Note: this is a work in progress.

##What is Libaudioverse?##

Libaudioverse is three things:

• A library for building realtime audio synthesis applications.

• An implementation of 3D and environmental audio built on top of lower level Libaudioverse components.

• Fast.

###Realtime Audio Synthesis###

Libaudioverse's key concept is the node: an audio processor that has some number of inputs, some number of outputs, and some number of properties. The outputs of a node can be connected to the inputs of any other node, so long as this does not form a cycle in the graph. The relationship between inputs and outputs is many to many: you may connect 1 output to as many inputs as you wish, and each input may have as many outputs connected to it as you wish. Examples of nodes include the sine wave, a lowpass filter, an implementation of HRTF panning, and a ring modulator. The full list of useful nodes is only growing as time passes, rendering this list far from exhaustive.

To provide a more helpful analogy, it is possible to view Libaudioverse nodes as black boxes with knobs, input jacks, and output wires. The knobs take the place of properties, changing something about the audio. The input jacks are the audio to be changed. The output wires send your transformed audio onward. Some nodes don't have inputs, instead performing functions like reading files.

This renders Libaudioverse capable of representing any system that can run in constant memory and which does not change the rate of audio. This includes at least causal linear systems and waveshaping. If Libaudioverse does not provide a node you need, it is possible to implement it yourself; alternatively, report an issue here or e-mail me and I will see what I can do about adding it to the core library.

###The 3D Simulation###

The 3D simulation supports HRTF via the HRTF panner as well as all common speaker layouts.
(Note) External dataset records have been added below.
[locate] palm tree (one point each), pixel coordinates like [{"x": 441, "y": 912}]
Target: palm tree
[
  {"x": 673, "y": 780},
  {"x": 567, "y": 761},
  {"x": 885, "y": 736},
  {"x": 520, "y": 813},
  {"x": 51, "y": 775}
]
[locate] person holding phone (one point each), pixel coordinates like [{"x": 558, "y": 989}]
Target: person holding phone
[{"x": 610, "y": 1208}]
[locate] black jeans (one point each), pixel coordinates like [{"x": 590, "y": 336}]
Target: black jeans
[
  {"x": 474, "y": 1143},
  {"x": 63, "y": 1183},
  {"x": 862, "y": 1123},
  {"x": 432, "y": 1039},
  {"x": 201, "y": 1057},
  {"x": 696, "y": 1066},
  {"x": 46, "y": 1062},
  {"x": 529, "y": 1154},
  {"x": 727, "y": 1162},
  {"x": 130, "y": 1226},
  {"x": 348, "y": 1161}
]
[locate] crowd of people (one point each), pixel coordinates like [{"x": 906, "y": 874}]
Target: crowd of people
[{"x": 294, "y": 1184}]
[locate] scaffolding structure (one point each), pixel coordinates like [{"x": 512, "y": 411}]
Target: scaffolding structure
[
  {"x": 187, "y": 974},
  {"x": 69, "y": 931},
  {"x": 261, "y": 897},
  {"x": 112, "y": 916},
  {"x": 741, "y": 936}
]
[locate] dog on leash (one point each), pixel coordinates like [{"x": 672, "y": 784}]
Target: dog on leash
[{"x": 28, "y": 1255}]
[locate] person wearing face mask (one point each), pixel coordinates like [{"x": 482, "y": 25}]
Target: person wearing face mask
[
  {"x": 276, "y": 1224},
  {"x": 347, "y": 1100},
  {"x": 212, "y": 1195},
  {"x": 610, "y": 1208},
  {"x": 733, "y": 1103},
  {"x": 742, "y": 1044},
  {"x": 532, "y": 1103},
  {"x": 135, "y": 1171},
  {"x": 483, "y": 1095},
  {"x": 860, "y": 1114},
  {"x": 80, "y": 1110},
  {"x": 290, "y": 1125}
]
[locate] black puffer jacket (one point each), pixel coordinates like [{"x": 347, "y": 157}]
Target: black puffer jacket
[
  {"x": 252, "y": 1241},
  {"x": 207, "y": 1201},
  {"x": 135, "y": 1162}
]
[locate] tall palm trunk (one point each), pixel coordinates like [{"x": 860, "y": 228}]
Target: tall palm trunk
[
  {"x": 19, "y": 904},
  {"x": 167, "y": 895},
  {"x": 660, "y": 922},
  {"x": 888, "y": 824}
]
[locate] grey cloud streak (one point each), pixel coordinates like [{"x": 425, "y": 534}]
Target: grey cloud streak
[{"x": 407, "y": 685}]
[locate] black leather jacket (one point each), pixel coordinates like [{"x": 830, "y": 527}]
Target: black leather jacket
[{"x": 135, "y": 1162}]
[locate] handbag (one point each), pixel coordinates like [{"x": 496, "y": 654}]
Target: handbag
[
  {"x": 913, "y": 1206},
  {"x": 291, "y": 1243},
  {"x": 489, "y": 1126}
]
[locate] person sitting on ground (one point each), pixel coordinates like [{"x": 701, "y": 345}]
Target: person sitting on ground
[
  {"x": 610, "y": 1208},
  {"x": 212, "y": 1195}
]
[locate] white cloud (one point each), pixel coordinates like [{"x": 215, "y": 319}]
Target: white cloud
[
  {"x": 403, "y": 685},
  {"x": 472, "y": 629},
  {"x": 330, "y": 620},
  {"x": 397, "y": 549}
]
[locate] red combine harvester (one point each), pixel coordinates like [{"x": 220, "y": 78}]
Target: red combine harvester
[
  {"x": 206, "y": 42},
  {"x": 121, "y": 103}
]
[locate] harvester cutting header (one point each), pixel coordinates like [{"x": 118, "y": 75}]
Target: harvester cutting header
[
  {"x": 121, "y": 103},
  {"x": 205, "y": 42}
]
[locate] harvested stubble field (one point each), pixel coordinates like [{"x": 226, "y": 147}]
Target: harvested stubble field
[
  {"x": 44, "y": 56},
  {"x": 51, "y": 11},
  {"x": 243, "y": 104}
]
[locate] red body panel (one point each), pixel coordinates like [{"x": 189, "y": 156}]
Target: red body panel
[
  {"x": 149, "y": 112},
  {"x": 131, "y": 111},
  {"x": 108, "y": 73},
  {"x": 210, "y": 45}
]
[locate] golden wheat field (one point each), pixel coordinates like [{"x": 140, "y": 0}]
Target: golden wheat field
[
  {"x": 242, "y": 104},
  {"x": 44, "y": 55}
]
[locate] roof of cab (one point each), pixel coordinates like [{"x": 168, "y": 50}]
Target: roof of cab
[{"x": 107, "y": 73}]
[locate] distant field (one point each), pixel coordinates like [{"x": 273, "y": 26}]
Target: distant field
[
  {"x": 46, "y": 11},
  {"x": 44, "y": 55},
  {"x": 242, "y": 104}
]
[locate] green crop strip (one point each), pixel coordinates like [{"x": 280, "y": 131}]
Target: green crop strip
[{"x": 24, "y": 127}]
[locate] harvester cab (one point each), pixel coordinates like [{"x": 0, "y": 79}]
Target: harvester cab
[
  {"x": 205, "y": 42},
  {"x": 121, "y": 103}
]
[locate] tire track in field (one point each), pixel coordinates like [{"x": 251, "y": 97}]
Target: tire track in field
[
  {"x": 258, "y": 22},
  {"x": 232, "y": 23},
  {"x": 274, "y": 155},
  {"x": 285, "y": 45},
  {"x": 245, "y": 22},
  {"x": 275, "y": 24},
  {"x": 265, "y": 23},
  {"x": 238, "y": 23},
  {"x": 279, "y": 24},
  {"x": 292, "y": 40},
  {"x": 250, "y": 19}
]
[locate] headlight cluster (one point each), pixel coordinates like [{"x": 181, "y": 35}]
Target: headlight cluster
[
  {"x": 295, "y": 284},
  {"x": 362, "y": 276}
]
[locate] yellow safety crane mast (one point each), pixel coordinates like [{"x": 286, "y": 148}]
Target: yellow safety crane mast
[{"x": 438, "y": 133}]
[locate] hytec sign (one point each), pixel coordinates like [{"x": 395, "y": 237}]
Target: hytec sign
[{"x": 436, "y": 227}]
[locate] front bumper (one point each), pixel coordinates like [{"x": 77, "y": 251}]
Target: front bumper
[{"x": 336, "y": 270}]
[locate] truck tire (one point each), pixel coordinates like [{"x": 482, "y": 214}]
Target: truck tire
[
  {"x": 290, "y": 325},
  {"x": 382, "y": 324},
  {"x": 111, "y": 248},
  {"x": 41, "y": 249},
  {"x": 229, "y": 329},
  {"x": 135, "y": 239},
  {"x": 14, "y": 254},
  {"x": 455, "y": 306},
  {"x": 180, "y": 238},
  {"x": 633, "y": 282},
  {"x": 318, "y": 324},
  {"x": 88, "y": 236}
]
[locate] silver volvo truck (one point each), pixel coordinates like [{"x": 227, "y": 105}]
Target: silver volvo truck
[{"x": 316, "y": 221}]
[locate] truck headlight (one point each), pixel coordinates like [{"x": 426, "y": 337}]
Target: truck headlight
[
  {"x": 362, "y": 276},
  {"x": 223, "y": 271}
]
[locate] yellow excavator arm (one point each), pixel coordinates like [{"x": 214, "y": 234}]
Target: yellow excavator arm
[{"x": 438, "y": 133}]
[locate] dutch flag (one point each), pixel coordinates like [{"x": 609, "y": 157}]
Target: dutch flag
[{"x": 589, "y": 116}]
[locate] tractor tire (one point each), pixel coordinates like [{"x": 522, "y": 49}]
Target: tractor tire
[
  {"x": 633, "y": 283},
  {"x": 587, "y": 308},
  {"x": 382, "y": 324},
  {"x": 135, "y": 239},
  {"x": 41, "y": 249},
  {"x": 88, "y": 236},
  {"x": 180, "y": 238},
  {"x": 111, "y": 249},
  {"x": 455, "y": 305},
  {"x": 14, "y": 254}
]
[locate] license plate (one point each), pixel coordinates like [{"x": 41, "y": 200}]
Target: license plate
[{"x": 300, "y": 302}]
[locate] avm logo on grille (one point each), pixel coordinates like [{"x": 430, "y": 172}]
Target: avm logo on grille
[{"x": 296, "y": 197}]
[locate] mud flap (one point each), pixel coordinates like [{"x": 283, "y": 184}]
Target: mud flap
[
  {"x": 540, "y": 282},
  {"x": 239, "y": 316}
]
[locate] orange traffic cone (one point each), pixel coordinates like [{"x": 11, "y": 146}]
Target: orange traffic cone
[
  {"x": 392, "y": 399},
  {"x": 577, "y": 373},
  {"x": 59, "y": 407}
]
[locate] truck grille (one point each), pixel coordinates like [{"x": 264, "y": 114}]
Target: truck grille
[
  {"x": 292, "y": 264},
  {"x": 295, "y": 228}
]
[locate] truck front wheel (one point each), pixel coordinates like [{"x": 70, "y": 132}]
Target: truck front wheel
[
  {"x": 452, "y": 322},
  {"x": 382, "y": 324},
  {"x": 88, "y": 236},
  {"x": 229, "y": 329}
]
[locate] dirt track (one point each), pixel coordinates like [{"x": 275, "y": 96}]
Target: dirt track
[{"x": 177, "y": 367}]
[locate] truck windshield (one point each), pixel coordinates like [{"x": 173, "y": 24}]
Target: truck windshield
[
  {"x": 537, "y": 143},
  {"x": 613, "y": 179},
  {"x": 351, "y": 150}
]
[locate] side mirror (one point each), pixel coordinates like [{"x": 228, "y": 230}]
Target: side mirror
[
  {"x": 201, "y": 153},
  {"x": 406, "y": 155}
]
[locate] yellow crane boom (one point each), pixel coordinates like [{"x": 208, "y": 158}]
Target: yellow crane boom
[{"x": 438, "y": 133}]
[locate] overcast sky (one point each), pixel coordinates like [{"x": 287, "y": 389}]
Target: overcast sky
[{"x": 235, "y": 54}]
It works very similarly to OpenAL or OpenGL. It consists of two components:

• The environment node specifies information about the environment and the listener. At the moment, only a "simple" environment without reverb has been implemented, but more are coming. The environment node outputs audio for all sources which are using it. It is not possible to change a source's environment, and it is expected that most apps will only ever use one.

• The source node is an input to the environment. Source nodes have positions in world coordinates and are automatically panned as appropriate. Unlike other systems, a source node does not work with buffers; instead, you may connect any Libaudioverse node to it.

The two missing features are Doppler and reverb. These will be implemented before the 1.0 version of this library.

###Fast###

Here is some output from the profiling test for the 3D audio simulation that speaks for itself. This was taken on my MacBook Pro with an Intel I7 at 2.9 GHZ. This test is using the built-in HRTF; this means 2 128-point convolutions per source at 44100 KHZ.

Running 50 times with 250 sources
Took 0.959000 seconds
Estimate: 303.125854 sources maximum

Note that Libaudioverse does not yet use multiple cores, though it does use SSE2 if compiled with that option.

The above number is the absolute maximum this test thinks it can play in realtime. For actual realtime playback, expect to top out around 20 sources lower. For a game or interactive application, halve this number: Libaudioverse can output this many sources, but must hold a lock that prevents changing properties on Libaudioverse objects while it is in the middle of synthesizing the next chunk of audio to be sent to the sound card. This essentially means that you should be able to get 100 sources on a comparable computer. If we switch from HRTF panning to normal panning, the test becomes meaningless--if you could max out Libaudioverse on a desktop in such a configuration, you'd have an order of magnitude too many for the player to be able to appreciate.

Optimization is still ongoing, so expect the final version to be faster yet.

##Building##

Currently Libaudioverse only builds on Windows. This is a restriction that I intend to lift by the end of May. Libaudioverse itself will build fine on other platforms, but the build scripts don't know how to handle it and Libaudioverse is currently missing audio backends. If you are on Linux or Mac, watch this space.

You need the following:

• Python 2.7
• CMake 3.0 or later.
• The python packages Jinja2, pycparser, enum34
• A C++11 capable compiler. For Windows, this must be Visual Studio 2013.

The build process is the normal build process for CMake, with one small note. You must build the library as an out-of-source build in a directory called build. All CMake generators should work. As an example, here is my build process:

mkdir build
cd build
CMake -G "NMake Makefiles JOM" ..
jom

##Bindings##

At the moment, Python and C are the only supported languages. The above build process will generate Python bindings in build/bindings/python which may be installed in the usual manner.

Libaudioverse's approach to bindings is such that it is possible to add more languages in short order. If you are seriously considering using Libaudioverse in a specific language, I wish to talk to you. The addition of a new language is mostly a one-time process, after which the bindings literally maintain themselves.

Note: Your language must support C callbacks, at least 2 levels of pointer indirection and thread primitives in order to be successfully bound to Libaudioverse. The only language I am currently aware of that fails to implement these three things is Angelscript in the BGT scripting environment.